Saturday, April 7, 2012

An exercise to put Husain’s works in proper perspective

Late MF Husain’s mythological paintings had been at the centre of a ceaseless controversy for several years. In 2006, he left India and moved to Qatar. He finally forfeited his Indian citizenship in 2010 in what sure must have been a painful decision. Forced into exile, the master died in London, aged 95, five years after he fled Mumbai - his home for almost 72 years.

“Husain was India's most iconic and prolific artist - and painted right up until two weeks before his death in London at the age of 95.” The BBC obituary revealed. “He was a protean maverick who embraced the free market, took to making cinema, angered Hindu radicals at home with his provocative work, gamely took leaving India in his stride, and accepted Qatari nationality.”

Against this backdrop, the book entitled ‘Barefoot Across The Nation - Maqbool Fida Husain & The Idea of India’ (edited by Sumathi Ramaswamy; Publishers: Routledge, New Delhi; Pages: 312 - Hardcover; Price: Rs 1950), considers how India as a nation has responded to Husain: with admiration, adulation and affection, on the one hand, whereas with rejection and hostility, on the other.

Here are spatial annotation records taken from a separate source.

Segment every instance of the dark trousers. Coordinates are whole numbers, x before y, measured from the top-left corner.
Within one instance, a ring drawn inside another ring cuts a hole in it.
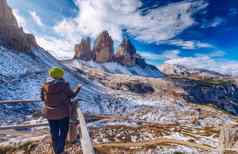
[[[48,121],[54,152],[60,154],[64,152],[65,140],[69,130],[69,118]]]

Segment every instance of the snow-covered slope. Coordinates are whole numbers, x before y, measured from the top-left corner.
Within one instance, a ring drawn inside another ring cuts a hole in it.
[[[161,72],[158,69],[150,67],[149,65],[145,68],[140,66],[123,66],[116,62],[108,62],[108,63],[96,63],[94,61],[83,61],[83,60],[68,60],[64,61],[65,64],[73,65],[77,68],[83,68],[84,66],[88,66],[91,68],[96,68],[108,73],[113,74],[127,74],[127,75],[137,75],[144,77],[161,77]]]
[[[47,70],[60,65],[43,49],[25,54],[0,47],[0,99],[39,99],[39,89],[47,78]],[[77,79],[66,71],[66,79],[74,85]]]

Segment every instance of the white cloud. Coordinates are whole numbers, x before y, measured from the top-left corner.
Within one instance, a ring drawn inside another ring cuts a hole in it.
[[[146,60],[152,60],[152,61],[161,61],[161,60],[170,60],[170,59],[175,59],[175,58],[179,58],[178,54],[180,53],[179,50],[167,50],[163,53],[151,53],[151,52],[146,52],[146,51],[142,51],[140,52],[140,55],[142,57],[144,57]]]
[[[40,16],[38,16],[35,11],[31,11],[30,15],[31,15],[32,19],[36,22],[37,25],[44,26],[44,24],[41,21]]]
[[[196,41],[196,40],[192,40],[192,41],[169,40],[169,41],[166,41],[166,43],[171,45],[176,45],[181,47],[182,49],[187,49],[187,50],[194,50],[199,48],[213,48],[211,44]]]
[[[69,41],[49,36],[36,36],[36,41],[41,47],[58,59],[69,59],[73,57],[73,46]]]
[[[189,68],[202,68],[223,74],[238,76],[238,62],[214,60],[211,57],[180,57],[166,61],[168,64],[179,64]]]
[[[172,3],[141,15],[139,0],[77,0],[80,13],[76,18],[63,20],[55,31],[64,37],[79,35],[96,37],[108,30],[113,39],[120,41],[126,28],[137,39],[157,42],[175,37],[195,24],[192,14],[206,7],[203,1]]]
[[[201,28],[214,28],[225,23],[225,19],[221,17],[216,17],[212,21],[205,22]]]
[[[225,52],[224,51],[220,51],[220,50],[218,50],[218,51],[213,51],[213,52],[210,52],[210,53],[205,53],[205,54],[199,54],[199,53],[197,53],[197,54],[195,54],[195,56],[196,57],[203,57],[203,56],[208,56],[208,57],[210,57],[210,58],[217,58],[217,57],[223,57],[223,56],[225,56]]]

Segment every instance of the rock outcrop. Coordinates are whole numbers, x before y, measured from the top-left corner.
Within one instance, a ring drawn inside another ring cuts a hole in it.
[[[18,51],[30,51],[38,47],[35,37],[26,34],[17,24],[6,0],[0,0],[0,40],[8,48]]]
[[[136,64],[137,57],[139,57],[139,55],[136,54],[136,49],[130,40],[123,39],[115,54],[115,60],[120,64],[133,66]]]
[[[160,71],[176,87],[184,89],[183,98],[186,101],[212,104],[238,115],[238,85],[231,76],[171,64],[162,65]]]
[[[74,50],[74,58],[89,61],[93,60],[95,57],[94,52],[91,50],[91,40],[89,37],[86,39],[82,39],[80,44],[76,44]]]
[[[96,39],[94,47],[95,61],[105,63],[112,61],[113,40],[107,31],[103,31]]]

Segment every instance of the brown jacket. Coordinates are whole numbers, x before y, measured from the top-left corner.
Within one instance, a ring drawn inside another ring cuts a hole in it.
[[[49,120],[69,117],[70,99],[75,97],[69,84],[64,79],[44,83],[41,88],[41,99],[45,102],[43,114]]]

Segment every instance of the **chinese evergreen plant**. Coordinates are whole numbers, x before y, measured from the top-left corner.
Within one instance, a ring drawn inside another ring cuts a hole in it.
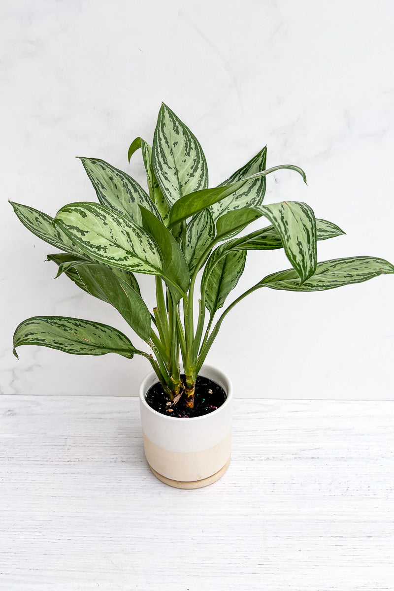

An introductory note rightly mentions the document is more relevant than ever before especially in backdrop of the debates that have arisen over his self-imposed exile following a spate of attacks on his exhibitions in India, and his subsequent decision to leave the country – never to return.

Derived from a conference at Duke University, the insightful chapters provide a multi-disciplinary perspective by distinguished anthropologists and art historians, artists and curators, critics, and scholars of post-colonial literature and culture, to not only locate and identify but also to traverse the controversy surrounding the late artist.

In her preface, Monica Juneja offers a fitting context, suggesting that even while genuflecting in the direction of art as sacred image (his rendition of the goddess Saraswati) the image is cast ‘in the modernist language of autonomy and irony’.